姉が帰ってくるまで二十分程ある。急いで風呂に入れば問題はないだろう。ラッシーに夕飯を与え、自室に戻り下着を箪笥から抜き取った。
 風呂場に向かい、脱衣場で服を脱ぎ捨てると素早く浴室に入った。四十二度に設定したシャワーの温水は優しく聖の体を温めた。
 ものの五分で髪と身体を洗い、湯船に浸かった。十分ほど温まると浴室を出た。身体をタオルで拭き、ジャージ姿に戻ると玄関の方から声が聞こえた。
「ただいまー」
 聖は肩に小さめのタオルを掛け、廊下に出た。濡れた髪を少し乱暴に乾かしながら姉を出迎えた。
「お帰り。着替えてこいよ。その間に温めるから」
 姉、由衣はダルそうにヒールの高い靴を脱いだ。
「ご飯はー?」
「シチュー」
「あ、逃げたな。どうせ毎日作るの面倒とか言うんでしょー」
 事実だが、それを姉である由衣に言われるのは些か腹が立った。それは、彼女が全くと言って良いほど家事を手伝わないからだ。
 由衣は聖のムッとした表情を見ると愛しいものを見ているような眼差しを彼に向けた。クスリと笑い、二階にある自室に足を進めた。
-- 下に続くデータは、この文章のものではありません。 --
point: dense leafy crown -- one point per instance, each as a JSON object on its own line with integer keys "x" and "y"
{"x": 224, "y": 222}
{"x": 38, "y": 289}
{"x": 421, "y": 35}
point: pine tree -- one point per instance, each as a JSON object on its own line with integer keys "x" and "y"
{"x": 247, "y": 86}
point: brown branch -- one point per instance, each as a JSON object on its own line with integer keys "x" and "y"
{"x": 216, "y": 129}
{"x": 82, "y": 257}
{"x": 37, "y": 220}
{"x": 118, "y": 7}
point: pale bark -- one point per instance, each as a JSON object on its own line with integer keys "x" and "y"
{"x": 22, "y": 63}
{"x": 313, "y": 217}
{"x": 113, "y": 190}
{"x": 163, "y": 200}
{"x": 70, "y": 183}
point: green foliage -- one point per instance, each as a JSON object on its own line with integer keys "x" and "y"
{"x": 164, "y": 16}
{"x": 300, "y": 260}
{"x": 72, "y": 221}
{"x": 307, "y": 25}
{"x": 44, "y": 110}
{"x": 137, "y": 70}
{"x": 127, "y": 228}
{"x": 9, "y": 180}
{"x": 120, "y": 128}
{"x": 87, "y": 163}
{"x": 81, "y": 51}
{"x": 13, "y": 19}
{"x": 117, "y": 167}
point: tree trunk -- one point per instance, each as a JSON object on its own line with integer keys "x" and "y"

 聖はキッチンに入り、シチューを温める。冷めきっていなかったそれは直ぐにグツグツと煮えだした。炊飯器からご飯を茶碗によそいテーブルに置いた。冷蔵庫からサラダとドレッシングを取り出し、それらも並べる。直ぐに来るだろうと予想し、温まったシチューを底の深い皿に注いだ。
 全て並べ終え、椅子に座った。そこからはテレビもソファーで伏せているラッシーもよく見えた。
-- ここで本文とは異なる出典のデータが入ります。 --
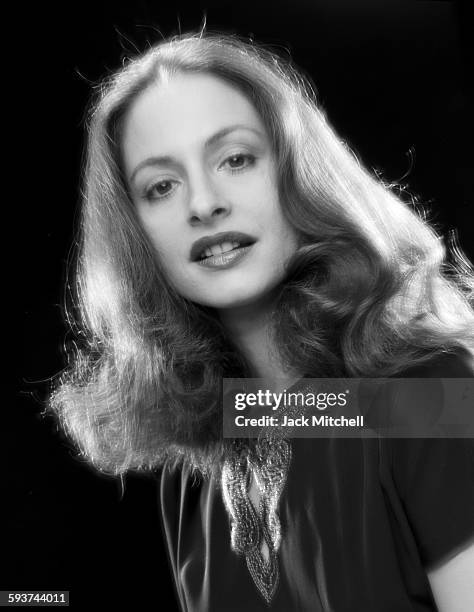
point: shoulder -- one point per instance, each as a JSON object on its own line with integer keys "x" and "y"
{"x": 456, "y": 362}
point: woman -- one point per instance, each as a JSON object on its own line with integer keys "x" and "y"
{"x": 228, "y": 232}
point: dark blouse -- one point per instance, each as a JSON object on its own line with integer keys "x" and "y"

 ガチャっと扉が開くとラッシーが扉に駆け寄った。聖にしたように、ラッシーは由衣の周りをグルグルと嬉しそうに回った。
「ラッシーただいまー。お姉ちゃんお腹空いてるから、ご飯食べさせて」
 頭を撫でられたラッシーは言葉を理解したのか、由衣から少し離れた。由衣は席につき聖と向かい合わせになる。
「んじゃ、いただきます」
「いただきます」
 手を合わせ、すぐにスプーンを握った。シチューを掬い口に入れる。二人は殆ど同時にそれらをこなした。何口か味わった後、由衣が評価を下した。
「いつも通り美味しいわよ。ホント、男にしとくのが勿体ないくらい主婦してるわよね」
「まぁ市販のルーだしな。てか、主婦言うなよ。ねぇちゃんがやれば俺はこんなことしなくて済むのに」
「何言ってんの。お姉ちゃんはあんたの為を思ってさせてんのよ? 最近、家事のできる男はポイント高いらしいじゃない」
 ポイントを上げるべきは女である姉ではないかと心の中で呟いた。実際に口に出せば、悪夢が待っていると身に沁みて分かっていた。過去に何度か由衣の餌食になったことがある。それ以来、ボーダーラインはきちんと見極める聖だった。
「出来すぎても嫌われそうだけどな」
 自分より家事の得意な彼氏は嫌だろう。女としてのプライドが許さない、と言われそうだと聖は思った。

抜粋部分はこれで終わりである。